How to interpret the increased business cycle synchronization over time? Have shocks become more correlated over time (Imbs 2004)? Or is it that shocks are propagated across countries due to a greater extent now (Frankel and Rose 1998)? In the latter case, are the increased spillovers of shocks mostly to trade linkages or financial linkages?

In this note, based on de Soyres and Gaillard (2019a, 2019b), we argue that the propagation of shocks across countries through trade linkages is large and propose the first model that accounts for such propagation with a magnitude in line with the data. The model relies on the combination of three key ingredients: (i) trade in intermediate inputs, (ii) price distortions and (iii) extensive margin adjustments. This has several implications for how you might interpret the increased synchronization, which are discussed below.

The Role of Global Value Chains

Using within country-pair variations over time and controlling for many observable and non-observable factors, our research shows that trade in intermediate inputs, linked to the development of Global Value Chains (GVCs), are strongly associated with the recent increase in business cycle synchronization. On the contrary, trade in final goods as well as financial linkages measured by either foreign direct investments or cross-country claims do not seem to have a large impact.

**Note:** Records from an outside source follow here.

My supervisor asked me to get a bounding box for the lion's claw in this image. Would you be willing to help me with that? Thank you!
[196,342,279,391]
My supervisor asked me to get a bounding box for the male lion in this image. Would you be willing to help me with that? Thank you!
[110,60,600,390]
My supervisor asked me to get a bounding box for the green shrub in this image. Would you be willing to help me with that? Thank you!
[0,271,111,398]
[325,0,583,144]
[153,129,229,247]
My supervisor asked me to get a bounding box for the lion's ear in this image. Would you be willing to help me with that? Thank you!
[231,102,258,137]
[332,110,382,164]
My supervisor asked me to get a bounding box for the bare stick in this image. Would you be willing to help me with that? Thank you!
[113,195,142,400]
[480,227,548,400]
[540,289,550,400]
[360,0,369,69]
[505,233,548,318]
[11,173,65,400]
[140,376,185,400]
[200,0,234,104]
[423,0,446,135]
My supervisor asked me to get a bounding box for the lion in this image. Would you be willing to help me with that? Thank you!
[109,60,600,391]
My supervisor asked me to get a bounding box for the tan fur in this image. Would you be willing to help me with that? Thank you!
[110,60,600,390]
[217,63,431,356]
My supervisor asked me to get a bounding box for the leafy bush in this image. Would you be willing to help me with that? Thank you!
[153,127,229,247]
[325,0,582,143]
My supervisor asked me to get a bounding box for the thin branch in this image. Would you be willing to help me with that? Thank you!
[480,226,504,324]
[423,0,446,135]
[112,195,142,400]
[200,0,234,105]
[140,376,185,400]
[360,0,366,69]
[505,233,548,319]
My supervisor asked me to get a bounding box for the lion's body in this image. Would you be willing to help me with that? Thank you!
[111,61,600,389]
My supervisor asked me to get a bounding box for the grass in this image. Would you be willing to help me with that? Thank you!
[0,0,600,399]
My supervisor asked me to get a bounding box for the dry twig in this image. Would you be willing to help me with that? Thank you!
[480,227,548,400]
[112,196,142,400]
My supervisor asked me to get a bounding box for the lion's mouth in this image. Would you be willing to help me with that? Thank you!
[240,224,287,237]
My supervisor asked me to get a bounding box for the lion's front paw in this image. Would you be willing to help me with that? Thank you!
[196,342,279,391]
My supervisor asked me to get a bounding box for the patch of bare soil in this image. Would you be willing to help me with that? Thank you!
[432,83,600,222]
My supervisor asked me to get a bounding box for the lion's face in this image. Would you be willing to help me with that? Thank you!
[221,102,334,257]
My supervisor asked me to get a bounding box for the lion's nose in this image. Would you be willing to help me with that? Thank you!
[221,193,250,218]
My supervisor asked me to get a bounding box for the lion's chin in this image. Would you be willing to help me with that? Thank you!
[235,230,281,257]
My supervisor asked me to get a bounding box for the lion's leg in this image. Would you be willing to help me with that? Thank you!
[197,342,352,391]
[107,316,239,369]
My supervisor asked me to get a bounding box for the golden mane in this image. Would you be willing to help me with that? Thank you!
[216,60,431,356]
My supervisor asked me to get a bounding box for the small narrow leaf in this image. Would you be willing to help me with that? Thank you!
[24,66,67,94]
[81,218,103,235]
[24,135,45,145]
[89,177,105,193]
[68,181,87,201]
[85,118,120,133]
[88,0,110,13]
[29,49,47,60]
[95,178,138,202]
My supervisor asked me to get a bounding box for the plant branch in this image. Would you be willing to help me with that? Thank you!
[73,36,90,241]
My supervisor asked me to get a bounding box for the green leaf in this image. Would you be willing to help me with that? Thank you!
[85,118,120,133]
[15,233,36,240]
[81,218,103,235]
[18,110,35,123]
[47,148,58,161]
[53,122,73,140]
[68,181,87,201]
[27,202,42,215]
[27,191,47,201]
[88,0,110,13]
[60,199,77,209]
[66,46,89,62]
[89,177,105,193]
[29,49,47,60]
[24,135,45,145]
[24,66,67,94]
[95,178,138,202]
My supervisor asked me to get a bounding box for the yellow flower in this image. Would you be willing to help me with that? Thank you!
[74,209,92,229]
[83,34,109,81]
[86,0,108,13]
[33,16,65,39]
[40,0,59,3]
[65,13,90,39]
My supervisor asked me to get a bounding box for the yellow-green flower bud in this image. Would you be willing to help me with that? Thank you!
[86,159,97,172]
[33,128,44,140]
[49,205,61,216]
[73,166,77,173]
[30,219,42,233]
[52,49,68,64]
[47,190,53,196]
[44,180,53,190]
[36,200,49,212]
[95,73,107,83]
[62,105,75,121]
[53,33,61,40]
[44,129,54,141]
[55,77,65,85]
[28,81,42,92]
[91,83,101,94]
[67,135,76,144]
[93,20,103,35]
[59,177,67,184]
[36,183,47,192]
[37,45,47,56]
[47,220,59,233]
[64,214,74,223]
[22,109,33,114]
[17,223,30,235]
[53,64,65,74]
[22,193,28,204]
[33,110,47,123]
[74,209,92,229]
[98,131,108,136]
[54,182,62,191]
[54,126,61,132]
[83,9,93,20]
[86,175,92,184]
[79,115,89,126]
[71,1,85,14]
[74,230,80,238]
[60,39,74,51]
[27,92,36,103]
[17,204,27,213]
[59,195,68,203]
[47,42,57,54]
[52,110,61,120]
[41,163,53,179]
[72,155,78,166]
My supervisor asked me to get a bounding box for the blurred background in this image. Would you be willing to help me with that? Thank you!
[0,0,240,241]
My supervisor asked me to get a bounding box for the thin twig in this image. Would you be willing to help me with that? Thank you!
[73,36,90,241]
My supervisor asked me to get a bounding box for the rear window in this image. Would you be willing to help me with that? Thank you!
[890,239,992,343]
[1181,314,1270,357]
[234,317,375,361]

This finding implies that economic fates of countries participating in GVCs are tied to one another. Even if at the microeconomic level individual firms in different countries continue to compete, the aggregate health of an economy increasingly depends on the health of other economies supplying inputs or buying outputs.

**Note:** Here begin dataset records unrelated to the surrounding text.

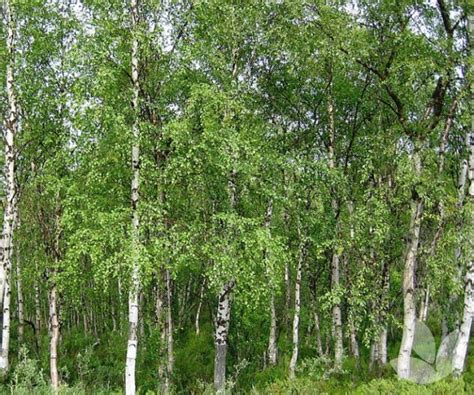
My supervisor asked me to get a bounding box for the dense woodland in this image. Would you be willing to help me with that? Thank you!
[0,0,474,394]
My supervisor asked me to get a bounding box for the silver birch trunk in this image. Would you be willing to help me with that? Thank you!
[263,200,278,365]
[0,0,19,356]
[453,133,474,376]
[0,278,11,377]
[268,291,278,365]
[453,261,474,376]
[290,240,308,379]
[15,244,25,343]
[214,281,235,393]
[163,269,174,394]
[214,159,237,394]
[49,282,59,393]
[125,0,140,395]
[397,147,423,379]
[314,311,324,357]
[194,280,205,336]
[377,326,388,365]
[327,77,344,370]
[34,270,41,348]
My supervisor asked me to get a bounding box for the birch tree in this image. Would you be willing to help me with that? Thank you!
[125,0,140,395]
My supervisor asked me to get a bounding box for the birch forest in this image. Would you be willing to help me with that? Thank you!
[0,0,474,395]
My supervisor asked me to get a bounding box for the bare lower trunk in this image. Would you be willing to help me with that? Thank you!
[49,282,59,393]
[285,262,291,332]
[125,0,140,395]
[268,292,278,365]
[15,249,25,343]
[194,280,205,336]
[349,322,360,361]
[378,326,388,365]
[331,252,344,369]
[397,151,423,379]
[263,200,278,365]
[327,76,344,370]
[453,261,474,376]
[163,269,174,394]
[290,242,308,379]
[0,0,19,312]
[214,281,234,393]
[0,277,11,376]
[34,274,41,348]
[418,285,430,322]
[314,311,324,356]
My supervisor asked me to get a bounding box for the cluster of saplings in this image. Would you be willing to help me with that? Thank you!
[0,0,474,394]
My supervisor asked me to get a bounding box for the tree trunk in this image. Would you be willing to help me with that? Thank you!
[0,0,19,316]
[125,0,140,395]
[263,200,278,365]
[49,280,59,393]
[453,261,474,376]
[0,277,11,377]
[377,326,388,365]
[214,281,235,393]
[453,138,474,376]
[268,291,278,365]
[15,248,25,343]
[349,322,360,361]
[397,147,423,379]
[194,280,206,336]
[290,240,308,379]
[327,69,344,370]
[34,272,41,351]
[314,311,324,357]
[163,269,174,394]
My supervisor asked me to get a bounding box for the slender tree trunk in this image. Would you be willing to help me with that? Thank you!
[263,200,278,365]
[0,277,11,376]
[327,70,344,370]
[0,0,19,316]
[453,137,474,376]
[34,272,41,350]
[214,281,235,393]
[163,269,174,394]
[214,160,237,394]
[349,322,360,361]
[0,0,19,375]
[290,240,308,379]
[268,292,278,365]
[194,280,206,336]
[397,147,423,379]
[314,311,324,356]
[453,261,474,376]
[15,244,25,343]
[125,0,140,395]
[49,282,59,393]
[377,326,388,365]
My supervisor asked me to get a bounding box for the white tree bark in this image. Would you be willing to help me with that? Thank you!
[453,131,474,376]
[453,261,474,376]
[214,281,235,393]
[49,282,59,393]
[327,75,344,370]
[15,241,25,343]
[0,277,11,376]
[377,326,388,365]
[290,240,308,379]
[397,148,423,379]
[263,200,278,365]
[125,0,140,395]
[0,0,19,352]
[194,280,206,336]
[268,291,278,365]
[163,269,174,395]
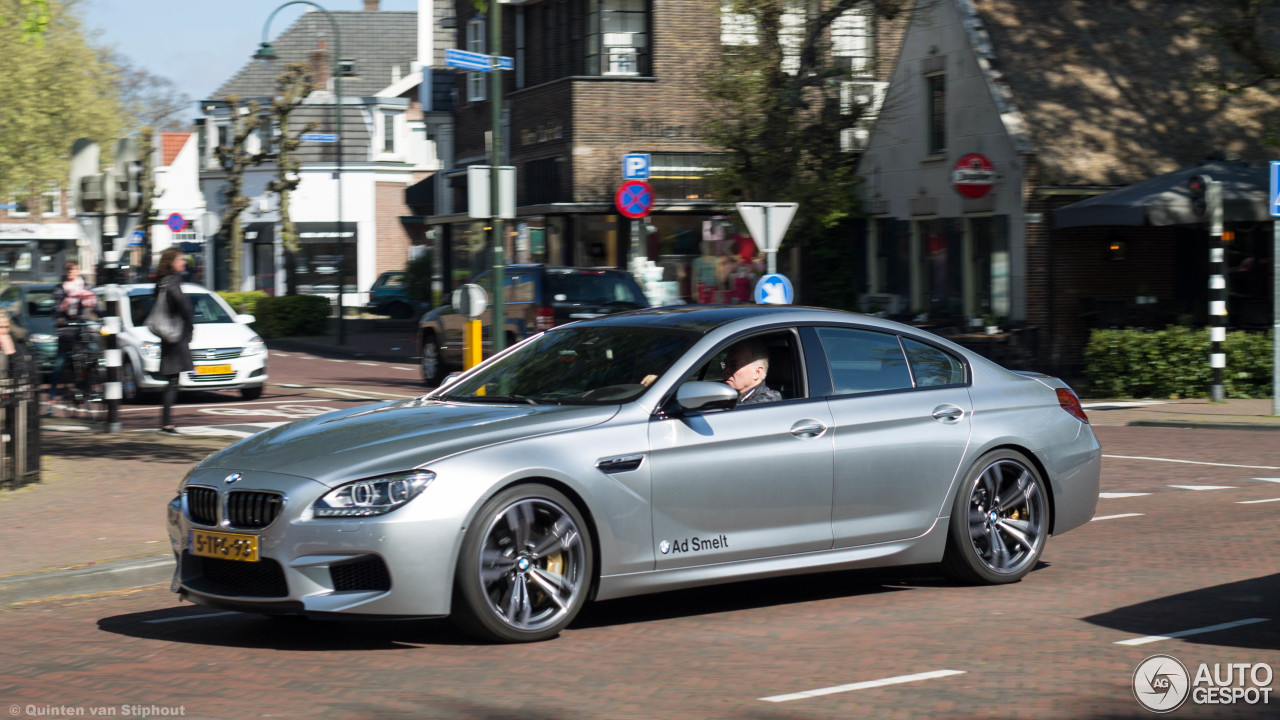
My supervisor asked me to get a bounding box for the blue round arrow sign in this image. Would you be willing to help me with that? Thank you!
[755,273,795,305]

The Trade Co-movement Puzzle

Following our previous insight about the specific role of GVCs, one might think that adding a fragmented production process across countries would help international macro models generate a strong link between trade and GDP co-movement – as observed in the data. However, things are not that simple, and several authors showed how the inclusion of GVCs into an otherwise standard model does not fundamentally change its propagation property: in those models, the association between GDP comovement and trade proximity is still too low compare to the data (Johnson (2014), Arkolakis and Ramanarayanan (2009)). This issue has been referred to as the "Trade Co-movement Puzzle". Simply put, it refers to the inability of standard international business cycle models to quantitatively account for the observed positive correlation between international trade and GDP co-movements.

Our research shows that solving the puzzle requires introducing (at least) two other important elements: changes in aggregate profits (which means dropping the assumption of perfect competition), and fluctuations along the extensive margin. With these elements, we can account for the observed relationship between trade and GDP co-movements. We discuss in more detail these elements below.

The role of profits in GDP movements

An old insight must be summoned here. In perfectly competitive models, changes in real GDP can be decomposed into two parts: (i) changes in the supply of domestic production factors, or (ii) changes in productivity (defined as real GDP divided by production factors). The last term is also called the Solow Residual, and is sometimes considered as a measure of an economy's aggregate technology. According to this logic, when a foreign shock hits, domestic real GDP reaction must come from either a change in domestic aggregate technology, or a change in the supply of domestic production factors. Holding technology constant, Kehoe and Ruhl (2008) then shows that foreign shocks do not have any impact on domestic productivity — in other words: if domestic GDP responds to a foreign shock, it is only through a change in factor supply. Hence, given the low elasticity of factor supply typically measured in the literature, it is not surprising that perfectly competitive models have a hard time generate a strong positive relationship between trade and GDP.2

One must bring another element in the picture: price distortions. Indeed, markups play an important role in the propagation of shocks. With markups, and therefore profits, GDP movements are not only tied to changes in aggregate technology and the associated reaction in factor supply, as in the perfect competition standard models.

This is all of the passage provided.